The Lucky Ones(70)



“Scared,” Roland said. “But not mad. Although I think she said we were being ‘stupid.’”

“If she was half as in love with you as I was,” Allison said, “and you told her that you and I had fooled around, what do you think she would feel?”

“I don’t think she was in love with me at the time,” he said. “She never said she was.”

“I never said I was, either,” Allison said. They drove a few more miles before she could speak again.

“What exactly did she say when you told her?” Allison asked.

“She reminded me of Dad’s rule about us, you know, not doing that sort of thing with each other.”

“I remember that rule,” Allison said.

“Kendra said that was the sort of thing that got kids kicked out of group homes. Dad wasn’t going to kick me out—I was adopted—but he might kick you out, she thought. She was worried about you, not me.”

“Is that all she said?”

“She told me to make sure it never happened again. That’s all.”

“And you’re just telling me this now?” Allison asked.

“Trust me, if you knew Kendra the way I did, you would know she wouldn’t push you or anyone else down the stairs. Or call your aunt and terrify her. That’s not like her at all.”

“Was it like Oliver to kill himself?”

Roland didn’t answer.

“Do you know where she is?” Allison asked.

“I don’t know her address. Long time ago I asked Dad if he ever heard from her, and he said as far as he knew she was fine and well and living in Olympia. Works at home doing something in computer programming. There’s really no reason to bother her.”

Allison wasn’t sure about that.

“Now you’re being too quiet,” Roland said after they’d driven for about another fifteen minutes in silence. “What are you thinking about?”
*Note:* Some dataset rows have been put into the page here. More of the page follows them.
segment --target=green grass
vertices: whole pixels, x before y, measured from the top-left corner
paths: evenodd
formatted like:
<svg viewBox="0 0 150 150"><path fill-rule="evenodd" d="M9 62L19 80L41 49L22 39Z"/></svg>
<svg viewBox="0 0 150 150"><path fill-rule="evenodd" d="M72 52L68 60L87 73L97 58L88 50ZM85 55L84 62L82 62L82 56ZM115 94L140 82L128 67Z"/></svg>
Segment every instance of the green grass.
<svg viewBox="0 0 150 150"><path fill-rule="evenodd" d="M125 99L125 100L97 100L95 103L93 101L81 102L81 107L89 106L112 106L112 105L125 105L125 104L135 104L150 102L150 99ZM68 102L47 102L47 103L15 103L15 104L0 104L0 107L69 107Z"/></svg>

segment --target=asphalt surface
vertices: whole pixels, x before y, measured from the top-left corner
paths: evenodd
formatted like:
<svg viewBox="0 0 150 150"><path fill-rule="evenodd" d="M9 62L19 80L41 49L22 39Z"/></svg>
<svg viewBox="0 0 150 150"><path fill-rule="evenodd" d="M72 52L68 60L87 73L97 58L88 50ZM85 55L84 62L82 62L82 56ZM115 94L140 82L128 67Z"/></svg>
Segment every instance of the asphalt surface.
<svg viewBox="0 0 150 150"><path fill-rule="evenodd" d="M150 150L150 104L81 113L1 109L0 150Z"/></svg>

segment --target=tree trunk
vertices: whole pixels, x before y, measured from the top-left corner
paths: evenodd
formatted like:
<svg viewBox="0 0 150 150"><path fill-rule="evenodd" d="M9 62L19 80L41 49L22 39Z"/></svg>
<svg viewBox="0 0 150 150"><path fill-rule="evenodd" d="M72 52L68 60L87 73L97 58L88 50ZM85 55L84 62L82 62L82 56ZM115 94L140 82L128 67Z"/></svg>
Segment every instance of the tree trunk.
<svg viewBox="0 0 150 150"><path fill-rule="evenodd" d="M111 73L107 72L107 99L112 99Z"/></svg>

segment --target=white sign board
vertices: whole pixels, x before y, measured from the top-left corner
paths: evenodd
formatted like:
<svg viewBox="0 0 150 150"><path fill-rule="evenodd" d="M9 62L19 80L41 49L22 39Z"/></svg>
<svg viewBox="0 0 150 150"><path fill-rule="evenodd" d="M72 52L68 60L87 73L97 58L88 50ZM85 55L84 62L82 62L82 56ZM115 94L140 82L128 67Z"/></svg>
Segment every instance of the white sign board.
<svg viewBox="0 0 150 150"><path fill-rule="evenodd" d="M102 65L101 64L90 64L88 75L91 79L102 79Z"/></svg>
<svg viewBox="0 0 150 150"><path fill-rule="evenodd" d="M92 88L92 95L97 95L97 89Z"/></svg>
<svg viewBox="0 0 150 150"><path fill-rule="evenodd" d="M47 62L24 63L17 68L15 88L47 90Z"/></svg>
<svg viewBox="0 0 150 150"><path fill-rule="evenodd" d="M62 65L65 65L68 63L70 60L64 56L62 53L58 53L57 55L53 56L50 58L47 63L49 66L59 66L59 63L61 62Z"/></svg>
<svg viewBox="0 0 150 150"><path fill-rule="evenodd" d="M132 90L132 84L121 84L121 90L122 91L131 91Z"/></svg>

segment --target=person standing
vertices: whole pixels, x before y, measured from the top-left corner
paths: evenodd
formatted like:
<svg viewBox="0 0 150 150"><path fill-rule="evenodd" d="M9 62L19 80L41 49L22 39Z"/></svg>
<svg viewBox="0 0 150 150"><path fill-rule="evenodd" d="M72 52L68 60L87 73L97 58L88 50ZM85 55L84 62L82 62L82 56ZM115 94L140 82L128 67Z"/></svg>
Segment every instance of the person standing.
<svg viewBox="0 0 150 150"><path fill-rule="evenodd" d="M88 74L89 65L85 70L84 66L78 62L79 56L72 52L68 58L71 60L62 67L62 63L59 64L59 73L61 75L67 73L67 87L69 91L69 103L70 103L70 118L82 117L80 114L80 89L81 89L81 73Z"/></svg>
“I was thinking about that day. You told Kendra but nobody else, right?”

“Right...”

“And Dad didn’t tell you Oliver killed himself. No one told me about your sister, Rachel, until Deacon did a few days ago. And Dad didn’t tell you all about that phone call to my aunt. And he didn’t tell you all that my fall might not have been an accident. On top of all that, Deacon and Thora said they were together when my fall happened, but Deacon said they were outside and Thora said they were inside, which means one of them or both of them aren’t telling me the whole truth. That’s a lot of secrets in one house, isn’t it?”

Roland said nothing.

“Just has me wondering,” Allison said.

“What?”

“What else are you all hiding from each other? And from me?”

“You don’t have to sound so suspicious,” Roland said. “There’s a big difference between keeping secrets and wanting your privacy. None of us—me, Deac, Thor—we don’t ask each other about what happened to us in BC times.”

“BC?”

“Before Capello,” he said. “We don’t want to talk about it. We don’t want to pry. None of it is secret. It’s just...private.”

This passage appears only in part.